Key benefit: Atomic operations without distributed transactions.

Idempotent Consumers

Despite our best efforts, consumers might receive duplicates (network retries, etc.). Every consumer tracks message IDs to detect and ignore duplicates.

RAG for Document Processing

We use Retrieval-Augmented Generation for processing documents:

  1. Chunk the document into semantically meaningful sections
  2. Generate embeddings for each chunk
  3. Store in vector database for efficient retrieval
  4. Retrieve relevant chunks when building extraction prompts
  5. Generate structured extraction with LLM using relevant context

This approach improves accuracy significantly compared to naive "send entire document to LLM" approaches.

Validation with Pydantic

LLM outputs are unreliable. We validate everything with Pydantic schemas. If an LLM returns invalid data (wrong format, missing fields, out-of-range values), we retry with error feedback.

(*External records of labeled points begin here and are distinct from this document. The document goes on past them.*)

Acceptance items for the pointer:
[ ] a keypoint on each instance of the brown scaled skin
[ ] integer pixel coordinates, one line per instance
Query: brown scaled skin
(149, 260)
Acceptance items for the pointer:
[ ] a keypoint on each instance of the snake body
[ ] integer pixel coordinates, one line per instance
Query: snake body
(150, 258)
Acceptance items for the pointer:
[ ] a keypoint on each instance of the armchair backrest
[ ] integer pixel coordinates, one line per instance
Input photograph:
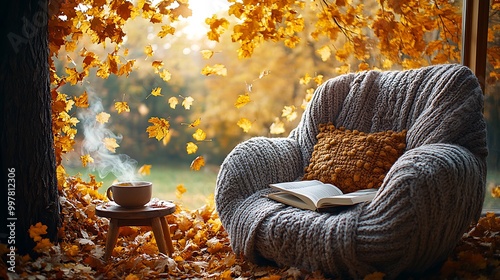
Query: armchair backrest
(436, 104)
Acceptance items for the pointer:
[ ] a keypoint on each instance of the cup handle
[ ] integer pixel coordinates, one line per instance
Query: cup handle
(109, 194)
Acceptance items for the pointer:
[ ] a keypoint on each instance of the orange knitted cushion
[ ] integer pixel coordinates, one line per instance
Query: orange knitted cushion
(353, 160)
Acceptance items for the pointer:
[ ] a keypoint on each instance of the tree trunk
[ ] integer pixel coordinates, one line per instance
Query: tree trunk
(26, 142)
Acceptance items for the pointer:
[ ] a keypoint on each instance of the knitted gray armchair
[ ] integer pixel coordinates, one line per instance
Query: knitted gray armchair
(428, 199)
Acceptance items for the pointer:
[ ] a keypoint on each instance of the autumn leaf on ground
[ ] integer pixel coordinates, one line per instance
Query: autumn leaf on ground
(217, 69)
(37, 230)
(198, 163)
(122, 106)
(82, 101)
(148, 50)
(191, 148)
(289, 112)
(159, 128)
(242, 100)
(102, 117)
(278, 127)
(187, 102)
(145, 169)
(199, 135)
(86, 159)
(173, 101)
(206, 54)
(110, 144)
(245, 124)
(180, 190)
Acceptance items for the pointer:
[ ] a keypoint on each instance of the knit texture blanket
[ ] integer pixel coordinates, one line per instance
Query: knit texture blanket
(426, 202)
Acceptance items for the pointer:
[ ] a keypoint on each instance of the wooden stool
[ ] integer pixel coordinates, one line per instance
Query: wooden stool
(152, 214)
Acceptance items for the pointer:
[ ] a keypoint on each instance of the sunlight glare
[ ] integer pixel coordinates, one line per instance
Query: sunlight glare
(196, 27)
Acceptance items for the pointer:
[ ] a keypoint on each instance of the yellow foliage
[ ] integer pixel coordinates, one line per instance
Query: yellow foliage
(199, 135)
(159, 128)
(198, 163)
(242, 100)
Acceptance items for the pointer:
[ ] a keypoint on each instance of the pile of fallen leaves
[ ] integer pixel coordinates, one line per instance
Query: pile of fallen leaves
(202, 248)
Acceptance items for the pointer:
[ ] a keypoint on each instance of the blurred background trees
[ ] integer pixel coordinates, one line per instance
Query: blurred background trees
(271, 55)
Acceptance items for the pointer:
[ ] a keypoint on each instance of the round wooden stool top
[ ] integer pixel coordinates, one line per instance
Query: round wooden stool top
(152, 214)
(155, 208)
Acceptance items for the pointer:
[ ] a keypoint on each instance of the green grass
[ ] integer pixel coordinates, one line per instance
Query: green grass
(200, 185)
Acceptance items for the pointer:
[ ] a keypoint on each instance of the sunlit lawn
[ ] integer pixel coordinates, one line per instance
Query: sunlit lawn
(199, 185)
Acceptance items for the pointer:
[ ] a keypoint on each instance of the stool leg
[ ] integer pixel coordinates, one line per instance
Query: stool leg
(111, 239)
(166, 234)
(158, 232)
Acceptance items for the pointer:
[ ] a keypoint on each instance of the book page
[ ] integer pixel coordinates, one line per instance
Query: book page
(314, 190)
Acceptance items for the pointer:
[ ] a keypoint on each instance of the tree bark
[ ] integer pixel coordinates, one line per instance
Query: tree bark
(26, 142)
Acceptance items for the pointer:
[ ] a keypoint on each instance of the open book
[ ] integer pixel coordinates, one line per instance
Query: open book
(314, 195)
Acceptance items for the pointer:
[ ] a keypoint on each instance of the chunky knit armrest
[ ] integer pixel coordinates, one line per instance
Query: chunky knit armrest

This validation reduced manual review time by 90%.

Observability

We track:

Per-Request Metrics:

  • Provider used
  • Latency
  • Token counts (input/output)
  • Cost
  • Success/failure

System Health:

  • Circuit breaker states
  • Queue depths
  • Processing latency percentiles
  • Error rates by type

Business Metrics:

  • Documents processed per hour
  • Extraction accuracy (sampled)
  • Manual review rate

Results

After six months:

  • Uptime: 99.92% (exceeded target)
  • Latency: P99 under 10 seconds
  • Cost: 40% reduction through smart routing
  • Manual Review: Reduced from 60% to 6% of documents

Lessons Learned

LLMs Fail Differently Than Traditional APIs: Rate limits vary by time of day. Latency can spike from 100ms to 30s without it being a "failure". Had to rethink what constitutes a timeout vs normal operation.

Validation Saved Us From Disasters: Early versions trusted LLM outputs. Bad idea. LLMs confidently return invalid JSON, wrong data types, hallucinated values. Pydantic schemas with strict validation caught these before they reached production.

Circuit Breakers Need Tuning: Default settings (5 failures, 30s timeout) didn't work. LLM APIs need higher thresholds (10 failures) and longer recovery (60s). Each provider needs different settings.

Multi-Provider Complexity Is Worth It: Building abstraction for 3 providers felt like overkill initially. But when OpenAI had a 4-hour outage, we automatically failed over to Anthropic. Zero downtime. Abstraction paid for itself on day one of that incident.

Cost Optimization Requires Routing Intelligence: Running all requests through GPT-4 would have cost 10x more. Routing simple extractions to cheaper models while reserving expensive models for complex tasks reduced costs by 40%.

Exactly-Once Processing Is Hard But Essential: First implementation had race conditions causing duplicate processing. Transactional outbox pattern was more complex but eliminated duplicate downstream effects (double emails, double CRM entries).

Observability From Day One: Built comprehensive metrics and logging before scale. When issues appeared at 1000 documents/hour, we had the data to debug. Would have been impossible to add after the fact.

RAG Accuracy vs Latency Trade-offs: More context chunks improved accuracy but increased latency and cost. Found sweet spot at 3-5 relevant chunks. Diminishing returns beyond that.

Technologies

  • Python (backend services)
  • NestJS (API layer)
  • PostgreSQL (data + outbox)
  • RabbitMQ (message queue)
  • LangChain (LLM orchestration)
  • Multiple LLM providers (OpenAI, Anthropic, Google)

This project reinforced that building reliable AI systems requires treating LLMs as unreliable infrastructure and adding appropriate resilience patterns. The patterns that work for traditional APIs (retry, timeout, circuit breaker) need adjustment for the unique failure modes of AI services.